From the Fourier transform, I set my cutoff frequency to 5 Hz, as the plots seemed to show that most noise was between 1-5 Hz. I also determined that my sampling rate was around 396 messages/sec by dividing the number of messages by the difference in the first and last time stamps. Using these values and the equations provided in class, I calculated an alpha value of ~0.0735. I then used this value to code a low pass filter in Arduino (code below is just for roll):

const float alpha = 0.0735;

acc_roll_lpf[0] = acc_roll_raw[0];

for (int n = 1; n < array_size; n++)
{
    float roll_raw_curr = acc_roll_raw[n];
    acc_roll_lpf[n] = alpha * roll_raw_curr + (1 - alpha) * acc_roll_lpf[n - 1];
    acc_roll_lpf[n - 1] = acc_roll_lpf[n];
}

I then plotted the filtered data against the raw data.

The pitch data showed significantly less noise with the low pass filter, as can be seen with the smoothing of large spikes and vertical movements.

The low pass filter was especially necessary for the roll data, as there were significantly more spikes and noise compared to the pitch data. The LPF visibly smoothed out a lot of these points.

Gyroscope

After finishing up with the low pass for the accelerometer, I moved on to testing the gyroscope. I was able to calculate roll, pitch, and yaw by referencing the code provided in the example file. Because the gyroscope measured angular velocity, I needed to incorporate some kind of time interval to integrate the velocity and add to the previous value. Below, you can see my code implementation for collecting yaw data from the gyroscope. The pitch and roll collection follows the same logic.

float yaw_g = 0, dt = 0;
unsigned long last_time = millis();
for (int i = 0; i < array_size; i++)
{
    if (myICM.dataReady())
    {
        myICM.getAGMT();
        // gyro data
        dt = (millis() - last_time) / 1000.;
        last_time = millis();
        yaw_g = yaw_g + myICM.gyrZ() * dt;
        gyro_yaw_raw[i] = yaw_g;
        comp_yaw[i] = (1 - alpha) * gyro_yaw_raw[i];

        // time
        times[i] = (int)millis();
    }
}

I used the same method of collecting data as with the accelerometer - rotating at approximately a constant rate.

Roll and pitch gyroscope data can be seen below, along with the raw and filtered accelerometer roll and pitch data for comparison.

Because I was taking measurements from the gyroscope, I was able to take yaw data:

The graphs show that the gyroscope data has less noise than the accelerometer, but has a tendency to drift over time, which led to lower accuracy.

Complementary Filter

The data analysis done on the accelerometer and gyroscope data revealed that while the accelerometer was accurate but noisy, the gyroscope had the opposite problem, struggling with accuracy while having little noise.
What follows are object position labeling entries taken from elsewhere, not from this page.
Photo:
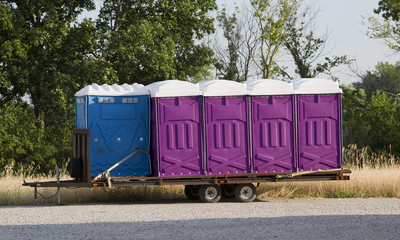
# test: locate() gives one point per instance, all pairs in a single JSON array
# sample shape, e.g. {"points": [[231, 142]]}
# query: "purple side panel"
{"points": [[180, 136], [319, 132], [227, 135], [154, 139], [273, 134]]}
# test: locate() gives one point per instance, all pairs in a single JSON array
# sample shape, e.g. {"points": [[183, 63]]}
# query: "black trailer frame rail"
{"points": [[200, 180]]}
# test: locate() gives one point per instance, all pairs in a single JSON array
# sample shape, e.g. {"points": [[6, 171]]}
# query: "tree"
{"points": [[234, 61], [44, 53], [306, 48], [389, 29], [385, 78], [47, 56], [273, 20], [147, 41]]}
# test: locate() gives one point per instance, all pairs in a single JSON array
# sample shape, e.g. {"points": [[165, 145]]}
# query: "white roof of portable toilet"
{"points": [[113, 90], [222, 88], [173, 88], [315, 86], [269, 87]]}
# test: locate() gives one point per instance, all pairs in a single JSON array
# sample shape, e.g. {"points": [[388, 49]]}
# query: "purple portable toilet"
{"points": [[226, 127], [176, 129], [272, 126], [318, 124]]}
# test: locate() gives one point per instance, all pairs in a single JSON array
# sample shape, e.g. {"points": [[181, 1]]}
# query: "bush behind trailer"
{"points": [[218, 138]]}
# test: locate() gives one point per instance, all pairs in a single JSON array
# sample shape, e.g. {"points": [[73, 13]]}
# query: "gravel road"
{"points": [[373, 218]]}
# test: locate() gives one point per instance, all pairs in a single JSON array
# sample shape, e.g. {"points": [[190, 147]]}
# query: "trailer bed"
{"points": [[201, 180]]}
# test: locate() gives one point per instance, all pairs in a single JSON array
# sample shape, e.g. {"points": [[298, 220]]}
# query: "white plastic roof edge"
{"points": [[269, 87], [113, 90], [173, 88], [315, 86], [222, 88]]}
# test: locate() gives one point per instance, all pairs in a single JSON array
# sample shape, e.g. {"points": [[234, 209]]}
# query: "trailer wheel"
{"points": [[245, 192], [210, 193], [192, 192], [228, 191]]}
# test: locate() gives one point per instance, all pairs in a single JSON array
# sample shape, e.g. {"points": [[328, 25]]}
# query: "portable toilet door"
{"points": [[226, 127], [176, 129], [272, 126], [118, 117], [318, 124]]}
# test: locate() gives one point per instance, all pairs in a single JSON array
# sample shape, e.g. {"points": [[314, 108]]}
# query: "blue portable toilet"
{"points": [[118, 117]]}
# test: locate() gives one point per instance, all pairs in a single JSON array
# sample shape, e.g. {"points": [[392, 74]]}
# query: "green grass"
{"points": [[373, 175]]}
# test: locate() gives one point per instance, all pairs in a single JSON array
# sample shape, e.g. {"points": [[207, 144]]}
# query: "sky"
{"points": [[342, 20]]}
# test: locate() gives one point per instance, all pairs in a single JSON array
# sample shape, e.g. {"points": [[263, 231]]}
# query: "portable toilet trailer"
{"points": [[272, 126], [318, 124], [226, 127], [177, 141], [118, 117]]}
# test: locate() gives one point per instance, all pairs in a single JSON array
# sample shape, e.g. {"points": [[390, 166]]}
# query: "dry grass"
{"points": [[13, 193], [374, 175], [367, 182]]}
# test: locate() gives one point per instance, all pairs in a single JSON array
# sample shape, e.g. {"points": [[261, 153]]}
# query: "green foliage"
{"points": [[371, 121], [23, 144], [385, 77], [47, 56], [273, 19], [228, 59]]}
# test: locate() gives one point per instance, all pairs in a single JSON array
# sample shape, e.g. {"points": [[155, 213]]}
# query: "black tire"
{"points": [[245, 192], [228, 191], [192, 192], [75, 168], [210, 193]]}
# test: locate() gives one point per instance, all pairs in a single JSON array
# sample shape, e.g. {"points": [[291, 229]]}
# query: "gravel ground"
{"points": [[373, 218]]}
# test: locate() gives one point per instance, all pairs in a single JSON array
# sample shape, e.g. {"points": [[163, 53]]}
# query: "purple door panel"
{"points": [[273, 134], [179, 136], [227, 135], [319, 132]]}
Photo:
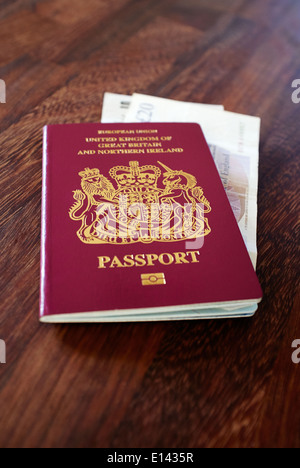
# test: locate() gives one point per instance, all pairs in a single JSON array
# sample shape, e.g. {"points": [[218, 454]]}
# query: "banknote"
{"points": [[115, 107]]}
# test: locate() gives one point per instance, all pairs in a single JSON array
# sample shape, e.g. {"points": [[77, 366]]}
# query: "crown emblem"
{"points": [[134, 176]]}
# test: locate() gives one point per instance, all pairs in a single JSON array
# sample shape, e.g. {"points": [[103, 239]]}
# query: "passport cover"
{"points": [[136, 225]]}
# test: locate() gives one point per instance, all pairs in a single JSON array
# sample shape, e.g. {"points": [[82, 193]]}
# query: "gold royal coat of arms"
{"points": [[139, 204]]}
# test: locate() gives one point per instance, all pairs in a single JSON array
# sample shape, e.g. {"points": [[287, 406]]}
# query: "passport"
{"points": [[136, 226]]}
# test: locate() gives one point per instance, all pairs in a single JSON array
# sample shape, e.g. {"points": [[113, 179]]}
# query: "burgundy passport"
{"points": [[136, 226]]}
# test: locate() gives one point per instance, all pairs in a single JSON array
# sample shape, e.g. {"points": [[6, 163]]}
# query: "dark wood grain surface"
{"points": [[228, 383]]}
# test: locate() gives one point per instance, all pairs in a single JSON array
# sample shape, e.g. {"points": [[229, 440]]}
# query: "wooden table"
{"points": [[229, 383]]}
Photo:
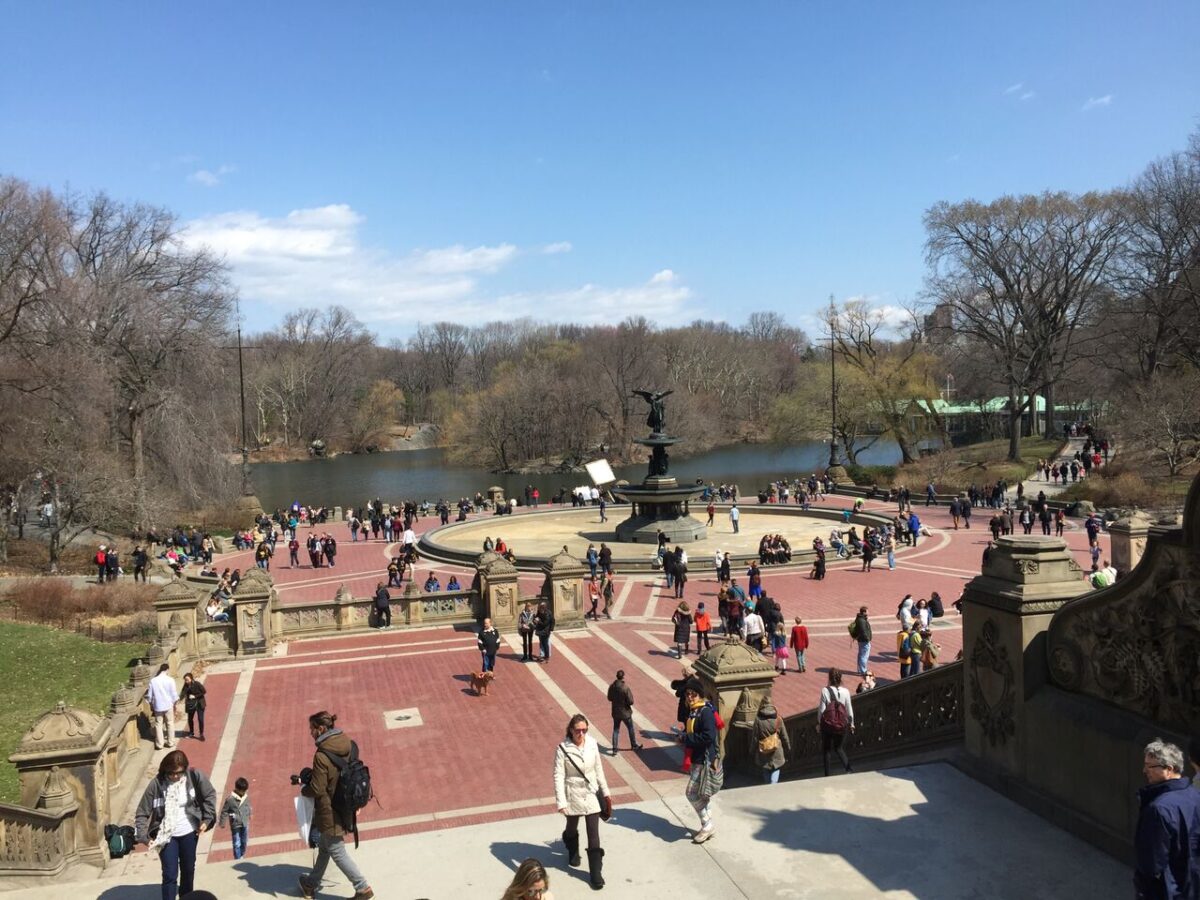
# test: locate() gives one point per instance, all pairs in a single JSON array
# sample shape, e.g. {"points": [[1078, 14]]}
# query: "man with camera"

To balance this effect out, I implemented a complementary filter to optimize the noise and accuracy of the IMU's rotational data.

For the pitch and roll data, I used my previous alpha value of 0.0735 to determine the weights of the accelerometer and gyroscope:

comp_pitch[n] = (1 - alpha) * gyro_pitch_raw[n] + alpha * acc_pitch_lpf[n];
comp_roll[n] = (1 - alpha) * gyro_roll_raw[n] + alpha * acc_roll_lpf[n];

I then graphed the accelerometer raw and filtered data, the gyroscope raw data, and the complementary filtered data for pitch (shown below). The red line is the complementary filter values, and it shows a balance between the accuracy of the accelerometer and the noiselessness of the gyroscope.

I also graphed the roll data to compare. The complementary filter showed similar results to the pitch data.

Sample Data

The next step was to optimize my data collection speed. I did this by making sure that all buffers and debugging statements were removed, including lines that printed to the Serial monitor. I coded my data collection by first storing the data in arrays and then separately sending them to the computer, which I found was the optimal way to send and analyze data in Lab 1.

Finally, I created a command, GET_IMU_DATA, that collected time-stamped IMU data, which followed the format:

Time | Accelerometer Raw|LPF Pitch | Accelerometer Raw|LPF Roll | Gyroscope Raw Pitch|Roll|Yaw | Comp Filter Data

Finally, I ensured that I was able to collect data for more than five seconds:

Stunts!!

In Lab 2, we also received our RC cars and tested them out. I charged up the battery and played around with it, testing what kind of movements the car is able to execute.